O Silêncio que Criou Deus - O Sussurro nas Ruínas
O ano era 2184 quando o mundo acabou. Mas não foi de forma abrupta, como muitos imaginavam. Não houve uma única explosão que devastasse cidades ou um colapso econômico que arruinasse nações. Foi um processo gradual e perverso, uma lenta desconstrução da realidade que pegou todos de surpresa.
Tudo começou com os Portais. O primeiro apareceu no céu sobre Nova Délhi em janeiro de 2169. No início, era apenas uma anomalia, um rasgo de luz que brilhava intensamente e desaparecia em minutos. Cientistas de todo o mundo correram para estudá-lo, e, por anos, acreditaram que era um fenômeno natural. Mas eles estavam errados.
Em 2174, os portais começaram a surgir com mais frequência, e não apenas no céu. No meio de florestas, no centro de cidades, até mesmo nos oceanos — portais de todas as formas e tamanhos começaram a se abrir. Alguns desapareceram em segundos; outros permaneceram por semanas. E então, eles começaram a cuspir coisas.
Primeiro vieram as criaturas. Algumas pareciam ter saído de pesadelos, com formas que desafiavam a lógica: corpos cobertos de espinhos, olhos em lugares errados, movimentos que eram rápidos demais para serem acompanhados. Outras, porém, eram quase humanas — mas apenas quase. Elas observavam, silenciosas, como predadores calculando o momento certo para atacar.
Depois vieram os Mortos, ou como as pessoas começaram a chamá-los: os Vagantes. Ninguém sabe ao certo se os portais os trouxeram ou se algo no mundo simplesmente quebrou, mas os mortos começaram a levantar. Não eram como nos filmes antigos, não arrastavam os pés sem rumo. Eles tinham propósito. Moviam-se como se fossem guiados por algo maior, algo invisível. E, pior, eles falavam. Palavras desconexas e murmuradas, mas falavam.
Em 2181, o céu começou a mudar. As rachaduras que surgiram entre as nuvens não eram simples tempestades ou fenômenos climáticos. Eram cicatrizes na própria realidade, como se o universo estivesse se partindo ao meio. Cada vez que uma dessas fendas se abria, uma onda de desespero parecia atravessar a Terra, como se algo no coração de cada ser vivo fosse arrancado.

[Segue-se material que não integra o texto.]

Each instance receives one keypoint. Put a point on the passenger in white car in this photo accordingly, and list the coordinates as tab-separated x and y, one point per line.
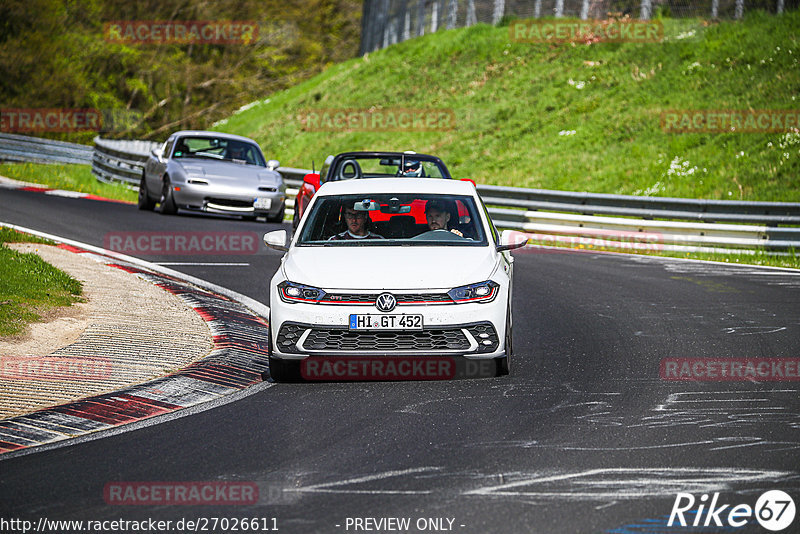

Agora, em 2184, restavam poucos sobreviventes. As cidades foram abandonadas ou consumidas pelo caos. Grupos de humanos se reuniam em fortalezas improvisadas, tentando sobreviver em um mundo onde o dia nunca amanhecia completamente, e a noite nunca terminava de fato.
Foi nesse mundo, 15 anos após o primeiro portal, que Lian vagava sozinho.
Ele não sabia o que era viver antes do fim. Nascido em meio ao caos, Lian só conhecia o medo como companheiro constante. Ele se movia pelas ruínas em busca de comida, água, ou qualquer coisa que pudesse mantê-lo vivo por mais um dia.
Naquele momento, seus pés o levaram até uma biblioteca abandonada. O prédio era um dos poucos que permaneciam intactos, embora estivesse coberto de musgo e rachaduras. Lá dentro, tudo parecia congelado no tempo. Livros estavam espalhados pelo chão, e estantes tombadas formavam um labirinto caótico.
Mas algo estava errado ali.
O silêncio era absoluto, opressivo. Não havia o som de vento, nem o farfalhar das folhas dos livros. Era como se o lugar estivesse preso em um vácuo, fora do alcance da realidade.
E então ele viu.
Entre os escombros, em uma sala onde a luz mal entrava, uma mesa chamava atenção. Nela repousava um livro de aparência antiga, com capas negras e símbolos que pareciam pulsar levemente, como se fossem veias vivas.
Ao se aproximar, Lian sentiu uma pressão no peito. Não era física, mas mental. Como se algo estivesse o observando de dentro daquele livro.
Ele estendeu a mão, hesitante. O ar ao seu redor parecia mais frio, mais denso, como se estivesse sendo puxado para dentro do objeto. Quando seus dedos finalmente tocaram a superfície metálica, um sussurro encheu sua mente.
As palavras eram indistintas, mas carregavam um peso insuportável, como se fossem antigas demais para serem compreendidas. E ainda assim, ele sentiu que eram destinadas a ele.
Seus dedos tremiam enquanto abria o livro. E então o silêncio se quebrou.